The challenge, in her view, is the scope, especially since the association in the Lone Star State comprises 165,000 members and nearly 600 courses. “My job is to make sure our association has programming for all kinds of golfers at all kinds of facilities,” Dennis says.
That means going beyond tournament golf to incorporate “play days,” a staple of AGAs. “We organize fun, casual events where members can meet new people, play new courses and have a good meal, too,” says Dennis.
The Texas Golf Association runs more than 150 events a year, among the most in the country, but whether they run five or 50, all AGAs share a common outlook: They wish they could do more.
“I’d like to do another 150,” says Dennis. “It’s a question of scale, facilities, staff. We’ll do it, but I would like to get there faster.”
Volunteer View
Dennis’ lament touches on an important point: AGAs, and the work they do, rely on people. “On any given day, how many golf events, from member-guests to college tournaments, are taking place? It’s a significant number, and it would be impossible without representation on the local level,” says Festa, the USGA committee member. “The need to recruit and retain volunteers is a challenge.”
A part-owner of Sycamore Hills Golf Club in Fort Wayne, Ind., Festa has experienced the AGA system from multiple vantage points. He interacted with the Indiana Golf Association on behalf of his club, then became a volunteer board member more than a decade ago.
Before that, around 2006, he began caddieing for his club’s pro at local events. Although he did it for fun, the gig inspired him to dig deep on the Rules of Golf, so the following winter he attended a seminar at Golf House, where he tested high enough to qualify as a Rules official. With a little preparation, he returned the following year and got his expert-level credential. “I’m a lawyer by training, so it sort of clicked for me,” Festa says.
Back home, the Indiana Golf Association put him to work officiating high school, college and state tournaments. “Once I had the credential, it was easy to get experience,” he says.
A few years later, Festa was chosen for the U.S. Senior Amateur Committee, and in 2010 he worked that USGA championship at Lake Nona Golf & Country Club in Orlando, Fla. That completed the typical circuit for Rules officials, from USGA instruction to AGA stalwart to USGA championship role.
Festa has since officiated at several U.S. Amateurs, U.S. Women’s Amateurs and a U.S. Senior Open, but the national work – including giving Vijay Singh a ruling with galleries and cameras bearing down on him – hasn’t kept him from continuing to help out on the home front.
“The total number of events AGAs provide is staggering,” says Festa, “and the further down you go, the more they need people.

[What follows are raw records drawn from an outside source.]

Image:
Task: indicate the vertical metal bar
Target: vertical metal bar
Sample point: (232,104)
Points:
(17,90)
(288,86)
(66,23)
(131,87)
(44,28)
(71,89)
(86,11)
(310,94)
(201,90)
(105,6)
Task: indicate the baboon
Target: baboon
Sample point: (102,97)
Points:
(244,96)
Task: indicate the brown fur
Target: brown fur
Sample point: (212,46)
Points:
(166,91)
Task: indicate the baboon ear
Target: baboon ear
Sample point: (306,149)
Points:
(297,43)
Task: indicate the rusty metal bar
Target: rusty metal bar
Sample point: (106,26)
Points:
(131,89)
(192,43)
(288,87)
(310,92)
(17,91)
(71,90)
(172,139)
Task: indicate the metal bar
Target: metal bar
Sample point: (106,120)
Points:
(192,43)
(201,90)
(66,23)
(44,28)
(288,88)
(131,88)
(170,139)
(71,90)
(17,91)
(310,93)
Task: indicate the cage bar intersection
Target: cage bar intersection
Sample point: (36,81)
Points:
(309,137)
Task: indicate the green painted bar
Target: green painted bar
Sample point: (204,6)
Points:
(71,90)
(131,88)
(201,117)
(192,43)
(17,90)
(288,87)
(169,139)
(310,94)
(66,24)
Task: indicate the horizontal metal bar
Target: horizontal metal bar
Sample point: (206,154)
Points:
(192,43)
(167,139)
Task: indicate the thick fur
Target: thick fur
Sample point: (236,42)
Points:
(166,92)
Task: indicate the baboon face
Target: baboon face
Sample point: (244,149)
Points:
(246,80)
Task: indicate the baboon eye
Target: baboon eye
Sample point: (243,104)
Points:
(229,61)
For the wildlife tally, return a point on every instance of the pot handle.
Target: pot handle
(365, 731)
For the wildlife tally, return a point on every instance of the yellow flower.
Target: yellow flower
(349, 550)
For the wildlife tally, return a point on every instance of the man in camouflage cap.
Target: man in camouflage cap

When you drive by a course on a Saturday morning and someone is running a tournament for 10-year-olds, that’s an AGA volunteer.”
Considering the golf boom of recent years, the AGAs figure to play an even larger role in an expanding universe. “Golf came out of COVID healthier than it went in,” Festa says. “That’s fantastic, but it places a greater demand on services.”
In other words, more chaos. And more opportunity for three letters to stand out in the soup bowl: AGA.